Nos últimos três anos, nessa época do ano, seguia com os treinos num ambiente de muita empolgação, trabalhando duro e suando horrores, para estar preparado para os 15 km da Corrida Internacional de São Silvestre. Quando entrava dezembro, começava a sentir o clima da prova e quase que diariamente lia, assistia ou escrevia algo relacionado a corrida.
Tenho a impressão que a decisão de não participar da São Silvestre em 2011, deve ter desencadeado esse processo de lerdeza que está me consumindo. Talvez, nem seja pela prova em si, mas pelo fato de não ter um objetivo a cumprir nesse final ano, como normalmente acontecia.
Pensando bem, minha preparação para a programação de corridas que estabeleço durante o ano tem funcionado como uma espécie de elixir da motivação. Correr com uma meta para uma determinada prova, sela o compromisso, que faço comigo mesmo, de cumprir os objetivos estabelecidos.
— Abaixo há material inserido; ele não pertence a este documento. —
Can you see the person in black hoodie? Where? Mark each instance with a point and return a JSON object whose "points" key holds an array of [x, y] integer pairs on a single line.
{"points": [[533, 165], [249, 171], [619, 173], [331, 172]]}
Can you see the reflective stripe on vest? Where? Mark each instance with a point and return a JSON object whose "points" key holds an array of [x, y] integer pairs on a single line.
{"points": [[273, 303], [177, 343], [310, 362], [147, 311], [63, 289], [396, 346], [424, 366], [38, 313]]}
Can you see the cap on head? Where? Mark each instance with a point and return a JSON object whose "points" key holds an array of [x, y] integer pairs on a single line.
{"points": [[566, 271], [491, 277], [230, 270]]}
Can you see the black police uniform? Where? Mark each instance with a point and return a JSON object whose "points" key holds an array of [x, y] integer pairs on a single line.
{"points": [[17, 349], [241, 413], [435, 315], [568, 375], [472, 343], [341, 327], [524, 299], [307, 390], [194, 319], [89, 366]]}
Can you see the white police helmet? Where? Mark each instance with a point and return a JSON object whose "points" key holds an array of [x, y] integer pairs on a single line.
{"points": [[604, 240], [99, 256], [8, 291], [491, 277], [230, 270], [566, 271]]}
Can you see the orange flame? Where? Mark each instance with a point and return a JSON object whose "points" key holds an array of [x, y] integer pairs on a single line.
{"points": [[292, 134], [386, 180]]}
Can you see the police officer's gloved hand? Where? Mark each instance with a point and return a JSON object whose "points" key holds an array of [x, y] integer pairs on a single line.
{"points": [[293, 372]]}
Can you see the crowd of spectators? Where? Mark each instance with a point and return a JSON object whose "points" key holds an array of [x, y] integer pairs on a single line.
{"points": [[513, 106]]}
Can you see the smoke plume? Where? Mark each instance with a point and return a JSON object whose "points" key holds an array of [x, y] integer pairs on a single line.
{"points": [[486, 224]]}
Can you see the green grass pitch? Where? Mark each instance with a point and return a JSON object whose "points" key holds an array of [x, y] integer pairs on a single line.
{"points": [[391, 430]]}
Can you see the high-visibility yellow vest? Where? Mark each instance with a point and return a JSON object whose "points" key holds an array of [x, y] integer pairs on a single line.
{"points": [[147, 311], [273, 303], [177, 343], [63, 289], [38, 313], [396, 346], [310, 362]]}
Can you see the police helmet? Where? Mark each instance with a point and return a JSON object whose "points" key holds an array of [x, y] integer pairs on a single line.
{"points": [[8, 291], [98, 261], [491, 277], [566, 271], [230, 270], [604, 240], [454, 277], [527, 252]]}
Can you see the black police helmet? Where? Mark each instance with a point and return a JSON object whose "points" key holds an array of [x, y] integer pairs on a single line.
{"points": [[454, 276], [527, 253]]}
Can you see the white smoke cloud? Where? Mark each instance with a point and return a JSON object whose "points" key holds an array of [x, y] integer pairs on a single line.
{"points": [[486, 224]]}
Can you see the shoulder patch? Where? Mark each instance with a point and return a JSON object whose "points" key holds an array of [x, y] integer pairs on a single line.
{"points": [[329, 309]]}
E quando se trata de cumprir metas em corridas a única alternativa é treinar e treinar. Por isso, a necessidade de tornar os treinamentos prazerosos e divertidos. Do contrário, vai ser algo penoso, que não vai resistir ao primeiro dia de preguiça.
É possível tirar lições disso para a nossa vida. Vejo que encontrar motivação para fazer algo na vida pessoal ou profissional é um grande dilema, mas assim como no esporte, toda conquista fruto do seu esforço, com perseverança, disciplina e determinação, terá um sabor especial e será para a vida toda.